现下全身像是被巨大电流贯通一样,麻痹僵硬,连动一根手指都做不到,枫儿吃力地睁开眼,看见在前方不远处,兰斯洛也抱著头摔坠了下来,相当地痛苦,而八歧大蛇则伸展了身躯,发出咆哮,朝这边前进……
遭受到的念波轰炸远比枫儿要重,兰斯洛伸手一抹,鼻子、嘴角不住渗出瘀血,刚才好不容易占到的优势,似乎在这一记反扑中全输了回去。
身体再度觉得紧绷,第二波的精神攻击又来了,只不过这一次不单单是念波炸击脑部,还有大量错乱复杂的片段画面,不管有意义或是没意义,像崩溃决堤的洪水,疯狂冲击著三人的心神。
画面很乱,彼此之间也缺乏条理性,或是日本的田园,或是京都的楼阁,但还有更多的部分,是兰斯洛完全喊不出地名的所在。他自小生长在山野,对各种动植物都有相当认识,不可能有这么多他没看过的动植物,一时间他几乎以为自己看到了异大陆甚至异世界的景色。

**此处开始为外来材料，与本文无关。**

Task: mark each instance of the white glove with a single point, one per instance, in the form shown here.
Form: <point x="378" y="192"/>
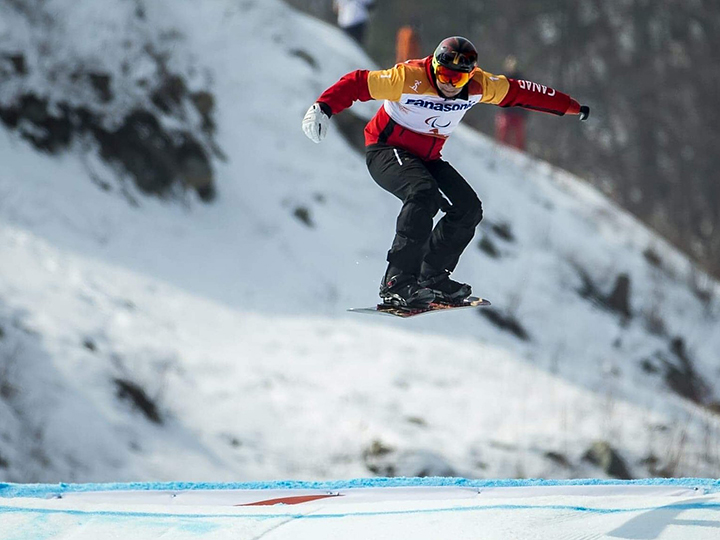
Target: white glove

当影像中出现了巨兽咆哮,硕大的黄金龙躯横飞遮过天际,兰斯洛知道自己目睹了天地创生之初,龙神们俯视世界的景象。
伴随著这景象,一股深沉的孤单、寂寞、愤恨巨浪,传入三人心头,化成漩涡,把所有其余的情感、思考,冲激得点滴无存,最后变成一个深不见底的黑暗深渊,彻底的空无、虚渺。
如果源五郎在此,就能对这股念波进行分析。所谓的心灵攻击,等若是利用自我心神去撞击旁人心神,是以不可免地在施放时,自我心神也处于完全敞开的不设防状态,该释放出去的、不该释放出去的讯息,全都一股脑地倾泄出去。
枫儿、泉樱,在这股念波巨浪轰击中,整个丧失了意识,只有兰斯洛还能支撑。
(居然被这样子大逆转,这样输掉,谁会甘心啊……)
硬咬著牙,兰斯洛用刀撑著地面,重新又站了起来。他不敢往后看,刚才所看到的景象,枫儿倒在地上,泉樱口鼻溢血的样子,让他无比的心痛。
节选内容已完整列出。